O especialista enumera, ainda, os erros mais recorrentes na relação entre armadores, transportadores e agências quando não observam os riscos de operar sem contrato:

  • não alinhamento de escopo e responsabilidades das partes;
  • impossibilidade de resolver casos omissos;
  • falta de amparo para cobranças;
  • maior vulnerabilidade do relacionamento entre as partes.   

E emenda, destacando as vantagens de se trabalhar protegido por esse instrumento: “o contrato é a ferramenta fundamental para que uma relação de negócios seja respeitada e satisfatória para ambas as partes. Ele é o regulador de tudo que envolve o serviço contratado, incluindo como será a execução dos trabalhos, a definição dos prazos, entre outros pontos.

O contrato é o meio pelo qual as partes demonstram as suas intenções, e por isso seu princípio norteador é a boa-fé objetiva. Mais do que termos complexos ou o usual jargão jurídico, um contrato precisa ser claro no que pretende de ambas as partes. A tendência é que sejam cada vez mais simples, para que aqueles que o negociam sintam-se à vontade para fazê-lo, sem receio de contratar algo com o qual não concordam.

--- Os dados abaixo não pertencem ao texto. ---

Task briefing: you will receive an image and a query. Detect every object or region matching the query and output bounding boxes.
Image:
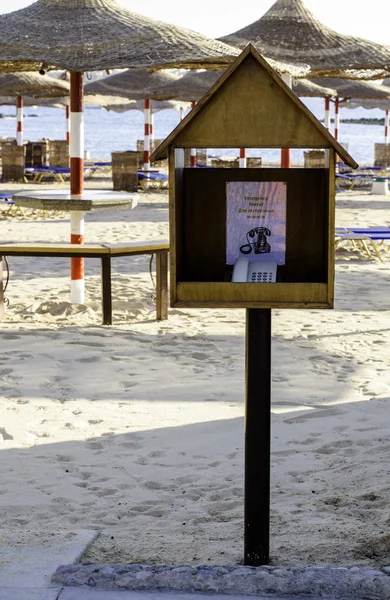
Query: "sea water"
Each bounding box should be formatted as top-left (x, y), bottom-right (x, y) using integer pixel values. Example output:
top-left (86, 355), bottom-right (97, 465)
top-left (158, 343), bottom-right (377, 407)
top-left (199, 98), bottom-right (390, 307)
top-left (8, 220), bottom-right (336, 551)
top-left (0, 98), bottom-right (385, 165)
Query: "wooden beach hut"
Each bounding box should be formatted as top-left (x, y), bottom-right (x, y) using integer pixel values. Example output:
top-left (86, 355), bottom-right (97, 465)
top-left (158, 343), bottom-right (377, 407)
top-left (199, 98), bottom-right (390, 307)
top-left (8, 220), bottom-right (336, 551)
top-left (151, 44), bottom-right (358, 308)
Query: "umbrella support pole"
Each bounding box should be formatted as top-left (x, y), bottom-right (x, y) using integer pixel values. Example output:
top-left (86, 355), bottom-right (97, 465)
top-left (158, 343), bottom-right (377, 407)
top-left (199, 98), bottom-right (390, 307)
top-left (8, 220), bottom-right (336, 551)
top-left (69, 71), bottom-right (84, 304)
top-left (16, 96), bottom-right (23, 146)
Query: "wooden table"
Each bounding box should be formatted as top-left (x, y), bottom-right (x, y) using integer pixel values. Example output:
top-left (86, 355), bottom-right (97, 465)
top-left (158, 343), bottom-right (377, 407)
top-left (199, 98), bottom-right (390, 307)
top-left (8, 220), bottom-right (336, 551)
top-left (12, 189), bottom-right (139, 304)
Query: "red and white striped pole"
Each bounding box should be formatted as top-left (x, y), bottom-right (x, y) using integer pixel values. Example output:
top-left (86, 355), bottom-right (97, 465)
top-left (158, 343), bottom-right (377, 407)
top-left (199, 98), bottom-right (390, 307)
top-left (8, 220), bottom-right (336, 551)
top-left (280, 73), bottom-right (292, 169)
top-left (150, 106), bottom-right (154, 151)
top-left (325, 97), bottom-right (330, 131)
top-left (334, 97), bottom-right (340, 140)
top-left (65, 104), bottom-right (70, 142)
top-left (16, 96), bottom-right (23, 146)
top-left (144, 98), bottom-right (150, 171)
top-left (69, 71), bottom-right (84, 304)
top-left (239, 148), bottom-right (246, 169)
top-left (190, 102), bottom-right (196, 167)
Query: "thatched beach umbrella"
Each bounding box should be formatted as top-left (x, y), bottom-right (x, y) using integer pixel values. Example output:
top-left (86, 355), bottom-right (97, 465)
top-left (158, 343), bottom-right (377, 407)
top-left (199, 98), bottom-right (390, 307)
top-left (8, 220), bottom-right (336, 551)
top-left (0, 0), bottom-right (239, 303)
top-left (345, 79), bottom-right (390, 145)
top-left (219, 0), bottom-right (390, 167)
top-left (84, 69), bottom-right (180, 170)
top-left (312, 77), bottom-right (390, 140)
top-left (219, 0), bottom-right (390, 80)
top-left (0, 72), bottom-right (70, 146)
top-left (146, 68), bottom-right (336, 166)
top-left (145, 71), bottom-right (336, 102)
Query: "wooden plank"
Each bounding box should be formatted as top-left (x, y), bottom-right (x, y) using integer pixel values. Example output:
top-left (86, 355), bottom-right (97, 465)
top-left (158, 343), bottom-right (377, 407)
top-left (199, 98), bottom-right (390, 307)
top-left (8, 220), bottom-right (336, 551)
top-left (101, 256), bottom-right (112, 325)
top-left (175, 282), bottom-right (331, 308)
top-left (106, 241), bottom-right (169, 256)
top-left (156, 252), bottom-right (168, 321)
top-left (0, 242), bottom-right (110, 257)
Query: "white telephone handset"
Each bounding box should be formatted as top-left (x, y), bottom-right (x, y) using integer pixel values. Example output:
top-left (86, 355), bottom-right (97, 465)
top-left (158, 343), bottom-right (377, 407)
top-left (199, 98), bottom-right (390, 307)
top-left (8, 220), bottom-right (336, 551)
top-left (232, 256), bottom-right (278, 283)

Os termos mais utilizados nesse mercado

Uma agência marítima no Brasil deve trabalhar sempre atenta aos termos mais comuns utilizados no comércio exterior. Assim, seus contratos serão melhor redigidos, garantindo a segurança jurídica necessária. Nesse sentido, Luiz Maluza finaliza apontando para alguns dos mais frequentes:

  • agreement — o acordo assinado e validado entre agência, transportador e armador;
  • agent — profissional responsável por intermediar a relação entre armador e transportador;
  • disbursement of accounts — prestação de contas, custeio;
  • fee — taxa ou emolumento a ser pago por algum tipo de operação embarcada ou em terra;
  • husbandry – atividades relacionadas com a escala do navio
  • proforma — estimativa de custeio da escala;
  • port call — escala no porto;
  • spot — expressão usada para se referir a operações de curto prazo.

Para finalizar, Luiz acrescenta: “a constância de inovação também impacta o universo jurídico. Ou seja, novas formas de negócios surgem e, por isso, cabe ao ordenamento se adaptar e regular essas tendências e inovações”.